Friday, November 26, 2010

A Catalyst

Gardens always mean something else, man absolutely uses one thing to say another.
~Robert Harbison, Eccentric Spaces, 1977

Do you celebrate Christmas? Well I do, and if you are like me sometimes you may need something to help transition you into the mood for all the hustle and bustle that can at times accompany this blessed celebration.

This week I got that catalyst at the greenhouse where I volunteer and I thought I’d share it with you.

Gorgeous I think. We have two greenhouses full of nothing but Poinsettias, truly a sight to see. And it was snowing outside.

In 1829 Joel Roberts Poinsett brought cuttings of this plant to the US from Mexico. The Poinsettia we enjoy today is reportedly nothing like that original plant as hybridizers have improved its ability to be brought indoors and kept in a pot. Poinsettias are of the Euphorbia family, and are native to warm climate regions like SE Europe, Mediterranean, Africa, South America and Morocco.

Depending on where you are they can be annual potted plants or perennial shrubs. I’ve seen a picture of my grandmother standing in front of a six foot (1.82 m) shrub in California, in full bloom. That is amazing to me as up here in the colder north our winter climates will kill them. Just getting a potted plant from the store to the house can do serious harm if you let them get too chilled.

• In the cold north if purchasing a potted poinsettia is on your day’s list of errands, pick it up last just before you go home. Leaving it in a cold car all day can kill it.

• In your house they need warm temps, nights in the low 60’s F (15-17C) and day highs around 70 F (21C).

• Place them away from cold drafts and give them a half day of sun.

• Let the soil dry slightly between watering.

• If you get one in a decorative foil or plastic sleeve be sure to cut the bottom of the sleeve off or be sure to allow the pot to fully drain after watering it before you return it to the sleeve. A poinsettia sitting in a pool of water in the sleeve will drown.

• The white sap you see if a leaf or stem breaks off is normal for the Euphorbia family. For some it can be a skin irritant so wash it off if you get any on you. If you have pets that like to eat plants or grass, put it out of their reach if possible. My local poison control center says today’s varieties are no longer poisonous to pets but better be safe than sorry. I personally know of 2 cats that have nibbled on poinsettia leaves with no ill effects. But that’s nibbled not devoured.

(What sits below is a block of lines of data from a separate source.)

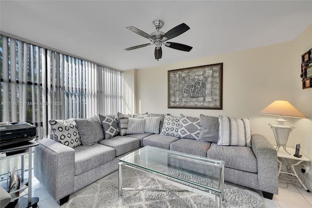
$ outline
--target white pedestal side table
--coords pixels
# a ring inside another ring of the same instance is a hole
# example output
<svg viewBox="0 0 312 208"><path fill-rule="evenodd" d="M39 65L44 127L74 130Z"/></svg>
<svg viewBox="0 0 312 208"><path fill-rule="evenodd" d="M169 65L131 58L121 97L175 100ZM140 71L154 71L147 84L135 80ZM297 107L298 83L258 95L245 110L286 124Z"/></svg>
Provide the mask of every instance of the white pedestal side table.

Are you going to get a Poinsettia this year? What’s your favorite color? I love the dark burgundy ones but last year I was partial to a red speckled beauty. Maybe I’ll get a white one this year. It’s fun to see the new hybrids that come out every year.

In Bloom In My Garden Today: nothing, three days of below freezing temperatures has wiped out all that was blooming.

Author’s photo


Cindy said...

gosh you get to do the neatest things!

good for you, and I might not get one this year.

I always kill them and even if they live a year...they look bad.

I love the pink ones!


maybe if I end up with one I can use your tips to help keep it beautiful!
and yes we celebrate Christmas!

Joan said...

Hi Cindy!
I don't try to keep them as house plants anymore...I toss mine after Christmas. Too much effort to get them to rebloom and they are not expensive in the 6" pot size.

We are growing several pink varieties this's a popular color :)

Meri said...

Hi, neat site!
I love poinsettias- someone brought one into work from last season that had been wintered and it was a much softer shade of pinkish red- beautiful! I'm partial to the white ones too!


Joan said...

Hi Meri!
Welcome to my blog and I'm glad you like what you see. I did end up getting a white one. Your co-worker did a good job if he/she got it to bloom again. That takes some effort. Let me know what color you end up getting. Do you garden too? Thanks ever so much for visiting!